In Laurence Donnelly v HMRC [2019] UKFTT 655 (TC), the FTT has held that no inaccuracy penalties were due for over-claimed input VAT as there had been no supply and therefore the over-declaration of output VAT meant that the potential lost revenue was nil.
Background
Korum Wholesale Trading Ltd (Korum), of which Mr Donnelly was the only director, purportedly resold goods. HMRC began to investigate Korum’s activities and concluded the supply to Korum was connected to a fraudulent evasion of VAT by Korum’s supplier, and that Korum, in the person of Mr Donnelly, knew of that connection. As a result, it decided that Korum was not entitled to input tax credit in respect of the input VAT on certain invoices issued by Beehive Wine Stores on the basis of the decision of the Court of Justice of the European Union in Kittel v Belgian State C-440/04.

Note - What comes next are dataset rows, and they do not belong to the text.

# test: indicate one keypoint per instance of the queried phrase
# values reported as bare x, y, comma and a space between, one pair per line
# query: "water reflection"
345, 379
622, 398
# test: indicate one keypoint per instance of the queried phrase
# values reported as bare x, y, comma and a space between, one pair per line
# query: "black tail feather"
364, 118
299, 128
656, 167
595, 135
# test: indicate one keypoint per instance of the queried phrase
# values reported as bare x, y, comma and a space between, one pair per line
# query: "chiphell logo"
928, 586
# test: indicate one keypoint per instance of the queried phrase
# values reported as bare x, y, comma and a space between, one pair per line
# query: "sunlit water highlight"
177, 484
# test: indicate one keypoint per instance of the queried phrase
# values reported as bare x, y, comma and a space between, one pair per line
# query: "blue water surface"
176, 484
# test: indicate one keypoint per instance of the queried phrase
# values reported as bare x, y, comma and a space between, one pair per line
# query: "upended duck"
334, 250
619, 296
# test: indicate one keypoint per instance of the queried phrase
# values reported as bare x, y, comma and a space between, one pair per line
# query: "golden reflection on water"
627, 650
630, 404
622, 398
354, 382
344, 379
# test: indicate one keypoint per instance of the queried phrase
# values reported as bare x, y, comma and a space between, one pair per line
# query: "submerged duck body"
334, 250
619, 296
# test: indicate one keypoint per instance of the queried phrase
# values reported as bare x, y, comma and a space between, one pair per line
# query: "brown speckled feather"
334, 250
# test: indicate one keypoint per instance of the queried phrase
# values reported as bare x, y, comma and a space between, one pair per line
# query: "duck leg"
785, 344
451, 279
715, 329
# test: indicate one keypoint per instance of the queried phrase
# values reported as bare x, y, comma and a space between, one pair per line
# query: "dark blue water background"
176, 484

HMRC then concluded that the consequent inaccuracy in the VAT returns (the claim for input tax under the invoices from Beehive Wine Stores) was deliberate and had been concealed. As a result, HMRC imposed a penalty on the company under Schedule 24, Finance Act 2007, of 95% of the amount of the input tax claimed.

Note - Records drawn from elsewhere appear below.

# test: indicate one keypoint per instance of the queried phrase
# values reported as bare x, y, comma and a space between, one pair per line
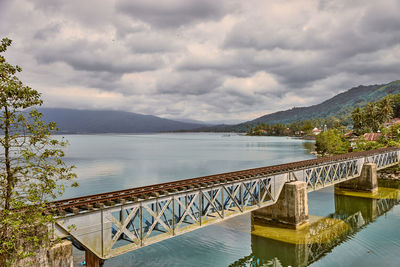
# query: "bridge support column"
367, 181
92, 260
291, 209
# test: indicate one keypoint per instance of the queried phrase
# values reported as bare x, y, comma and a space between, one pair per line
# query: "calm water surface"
367, 234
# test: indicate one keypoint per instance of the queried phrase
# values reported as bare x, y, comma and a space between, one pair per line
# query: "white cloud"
206, 60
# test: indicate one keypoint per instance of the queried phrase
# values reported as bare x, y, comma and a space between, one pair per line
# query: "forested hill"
339, 106
106, 121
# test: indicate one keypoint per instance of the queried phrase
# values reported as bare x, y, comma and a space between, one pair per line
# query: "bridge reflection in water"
273, 246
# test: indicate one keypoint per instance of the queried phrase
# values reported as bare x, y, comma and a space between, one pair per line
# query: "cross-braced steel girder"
112, 229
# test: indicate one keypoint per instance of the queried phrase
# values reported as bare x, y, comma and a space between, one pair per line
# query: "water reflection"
273, 246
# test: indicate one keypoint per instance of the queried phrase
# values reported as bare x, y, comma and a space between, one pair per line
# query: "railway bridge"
113, 223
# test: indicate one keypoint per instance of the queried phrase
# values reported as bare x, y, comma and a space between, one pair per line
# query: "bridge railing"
116, 226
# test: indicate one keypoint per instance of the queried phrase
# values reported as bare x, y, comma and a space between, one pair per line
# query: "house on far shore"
392, 122
316, 131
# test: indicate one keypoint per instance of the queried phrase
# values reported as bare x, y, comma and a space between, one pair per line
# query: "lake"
344, 230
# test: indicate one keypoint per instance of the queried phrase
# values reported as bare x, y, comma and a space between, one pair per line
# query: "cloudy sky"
210, 60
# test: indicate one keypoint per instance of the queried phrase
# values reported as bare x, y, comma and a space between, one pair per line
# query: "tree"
358, 119
331, 142
386, 109
32, 169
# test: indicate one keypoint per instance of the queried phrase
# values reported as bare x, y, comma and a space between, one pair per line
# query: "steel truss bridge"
113, 223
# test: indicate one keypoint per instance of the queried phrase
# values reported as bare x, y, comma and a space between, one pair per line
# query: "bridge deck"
116, 222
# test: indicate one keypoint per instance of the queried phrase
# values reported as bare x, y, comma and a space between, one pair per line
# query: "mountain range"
106, 121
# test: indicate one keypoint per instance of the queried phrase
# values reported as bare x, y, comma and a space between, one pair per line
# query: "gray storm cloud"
200, 59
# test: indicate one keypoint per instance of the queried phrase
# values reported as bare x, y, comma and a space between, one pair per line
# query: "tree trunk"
9, 175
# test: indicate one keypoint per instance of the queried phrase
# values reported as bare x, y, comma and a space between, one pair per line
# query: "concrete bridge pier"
92, 260
367, 182
291, 209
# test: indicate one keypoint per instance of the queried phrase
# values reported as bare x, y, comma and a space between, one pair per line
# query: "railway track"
89, 202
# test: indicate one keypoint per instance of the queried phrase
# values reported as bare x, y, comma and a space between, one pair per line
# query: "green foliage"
32, 169
339, 106
331, 143
374, 114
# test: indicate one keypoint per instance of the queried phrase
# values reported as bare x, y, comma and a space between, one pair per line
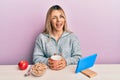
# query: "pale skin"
58, 21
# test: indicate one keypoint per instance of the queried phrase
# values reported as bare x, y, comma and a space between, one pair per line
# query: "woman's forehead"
55, 12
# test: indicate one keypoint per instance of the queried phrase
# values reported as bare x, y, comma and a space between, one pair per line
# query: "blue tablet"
85, 63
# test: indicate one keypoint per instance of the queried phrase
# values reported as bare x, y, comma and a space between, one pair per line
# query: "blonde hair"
48, 27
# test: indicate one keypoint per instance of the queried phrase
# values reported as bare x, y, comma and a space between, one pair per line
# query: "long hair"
48, 26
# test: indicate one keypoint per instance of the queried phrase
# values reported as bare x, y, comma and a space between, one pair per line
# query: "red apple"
23, 64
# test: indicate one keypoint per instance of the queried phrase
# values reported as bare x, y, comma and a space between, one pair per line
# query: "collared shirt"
68, 46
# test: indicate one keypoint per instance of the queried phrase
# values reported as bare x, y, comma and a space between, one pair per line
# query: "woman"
56, 39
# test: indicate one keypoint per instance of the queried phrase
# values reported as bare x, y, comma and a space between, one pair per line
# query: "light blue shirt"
68, 46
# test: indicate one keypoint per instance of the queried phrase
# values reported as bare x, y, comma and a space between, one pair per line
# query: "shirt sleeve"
75, 52
38, 55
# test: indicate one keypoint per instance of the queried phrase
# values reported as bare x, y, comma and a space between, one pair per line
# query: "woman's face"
57, 20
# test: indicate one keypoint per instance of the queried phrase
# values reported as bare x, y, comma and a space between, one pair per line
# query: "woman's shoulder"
42, 36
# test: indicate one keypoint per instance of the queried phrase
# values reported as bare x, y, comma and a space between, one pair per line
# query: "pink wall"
95, 22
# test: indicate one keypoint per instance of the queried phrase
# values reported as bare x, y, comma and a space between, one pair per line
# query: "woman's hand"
56, 65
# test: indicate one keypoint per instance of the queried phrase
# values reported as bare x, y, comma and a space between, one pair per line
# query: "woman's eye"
53, 17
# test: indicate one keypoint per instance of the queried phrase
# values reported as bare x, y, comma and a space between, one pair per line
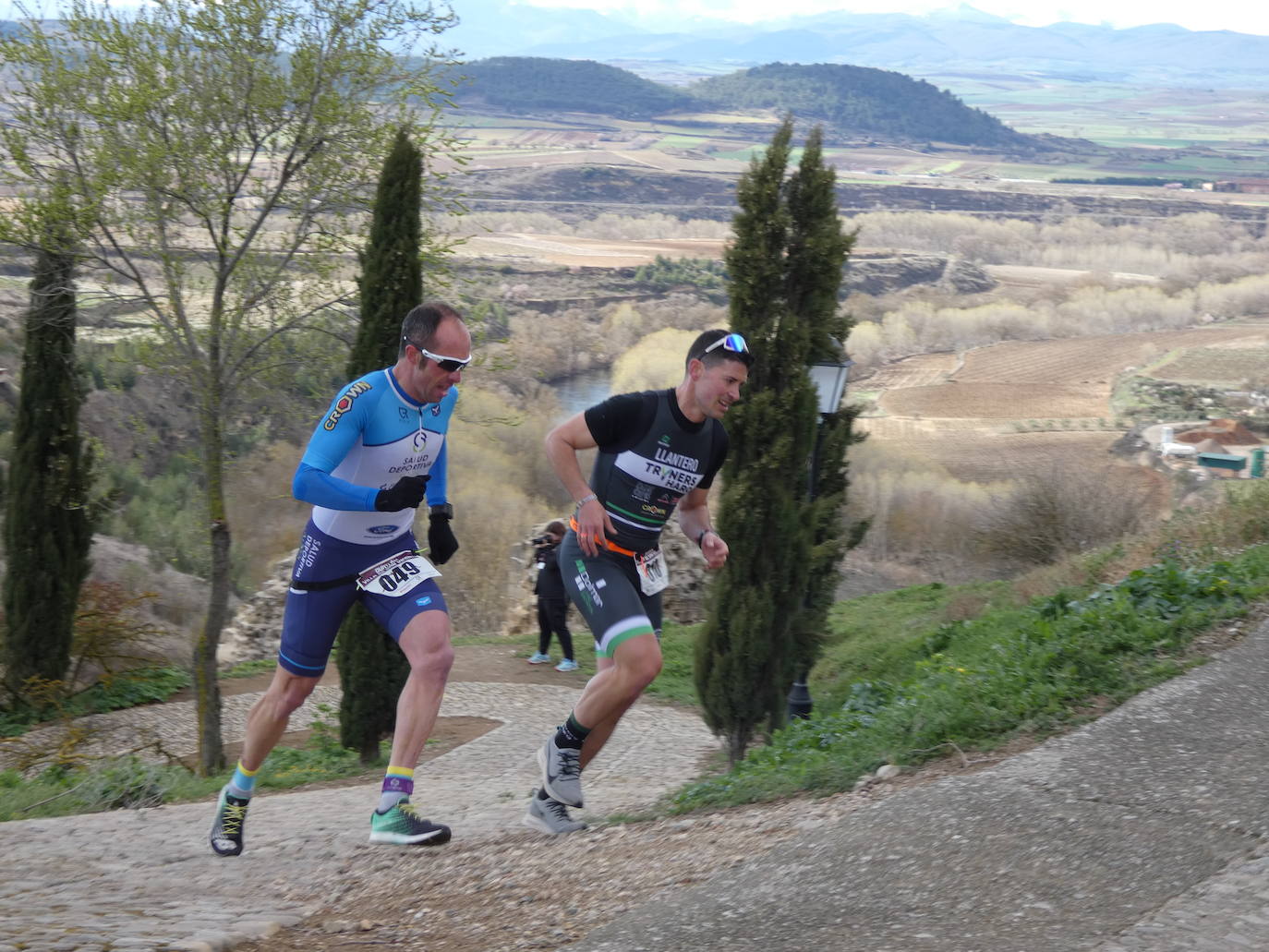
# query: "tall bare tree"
221, 155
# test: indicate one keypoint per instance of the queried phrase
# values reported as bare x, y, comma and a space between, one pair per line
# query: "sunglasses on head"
447, 363
730, 342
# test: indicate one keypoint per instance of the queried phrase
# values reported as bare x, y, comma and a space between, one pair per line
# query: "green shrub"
980, 681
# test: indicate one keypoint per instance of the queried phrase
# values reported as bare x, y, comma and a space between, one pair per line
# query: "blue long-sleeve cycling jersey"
372, 434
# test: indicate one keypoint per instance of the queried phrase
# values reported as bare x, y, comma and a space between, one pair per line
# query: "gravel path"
148, 880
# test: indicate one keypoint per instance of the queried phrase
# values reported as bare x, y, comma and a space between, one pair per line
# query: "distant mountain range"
962, 41
851, 102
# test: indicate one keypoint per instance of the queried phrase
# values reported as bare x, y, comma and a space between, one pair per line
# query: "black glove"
441, 544
405, 494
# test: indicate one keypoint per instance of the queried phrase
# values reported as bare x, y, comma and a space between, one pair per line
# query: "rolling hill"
851, 102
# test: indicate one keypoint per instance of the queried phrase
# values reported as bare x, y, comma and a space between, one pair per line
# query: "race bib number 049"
397, 574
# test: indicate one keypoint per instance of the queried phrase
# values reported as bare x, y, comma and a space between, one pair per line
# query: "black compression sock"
571, 734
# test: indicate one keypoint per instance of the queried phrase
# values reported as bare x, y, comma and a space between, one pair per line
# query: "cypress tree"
817, 253
372, 669
47, 522
784, 268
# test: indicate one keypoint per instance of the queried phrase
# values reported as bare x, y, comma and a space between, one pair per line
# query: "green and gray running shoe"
404, 826
229, 824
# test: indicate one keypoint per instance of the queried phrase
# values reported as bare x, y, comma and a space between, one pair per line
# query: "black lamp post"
828, 376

HMRC also decided that the deliberate inaccuracy was attributable to Mr Donnelly and notified him under paragraph 19, Schedule 24, Finance Act 2007, that he was liable to pay 100% of the penalty. Mr Donnelly appealed the notice.
FTT decision
The appeal was allowed.
The FTT acknowledged the fraud and accepted that Mr Donnelly had known about it, but concluded that HMRC had not proved that the alleged transactions had occurred. As a result, if there was no supply, there was no potential lost revenue and the maximum amount of the penalty was therefore nil.
The FTT considered the proper construction of “deliberate” in paragraph 4(2), Schedule 24,
Finance Act 2007. It echoed the view expressed by the Court of Appeal in Tooth v HMRC [2019] EWCA Civ 826, that where a person has submitted a tax return which he knows contains an inaccuracy, the return can be said to contain a deliberate inaccuracy even though the taxpayer did not intend to bring about an insufficiency of tax.
In reaching its conclusion, the FTT also considered the proper construction of “attributable” in paragraph 19(1) Schedule 24, Finance Act 2007. In the FTT’s view, in the absence of a statutory definition, “attributable” should bear its ordinary meaning. Attributable means having responsibility for something else and, in the context of the attribution of a deliberate inaccuracy, carries with it a sense that the person to whom the action is attributed is in some way blameworthy. Where a person does something which causes an inaccuracy and causes it to be deliberate there is no doubt that the deliberate inaccuracy is attributable to him. Where he fails to do something, which permits the deliberate inaccuracy, or does or fails to do something which permits it, the position is more nuanced and in the FTT’s view it is generally only where he knew or had a duty to know whether his action or inaction permitted the inaccuracy that, as a matter of ordinary understanding, one would say that the inaccuracy was attributable to him.
Comment
The FTT in this case adopted the Court of Appeal’s analysis of “deliberate” in Tooth, in contrast to the position adopted by the FTT in Leach v HMRC [2019] UKFTT 352 (TC), where the FTT felt the Tooth analysis of “deliberate” was too wide when considering the imposition of penalties. In Leach, the FTT preferred the traditional approach to behaviour-based penalties which requires that the taxpayer must have knowingly provided to HMRC a document that contains an error with the intention that HMRC should rely upon that inaccurate document.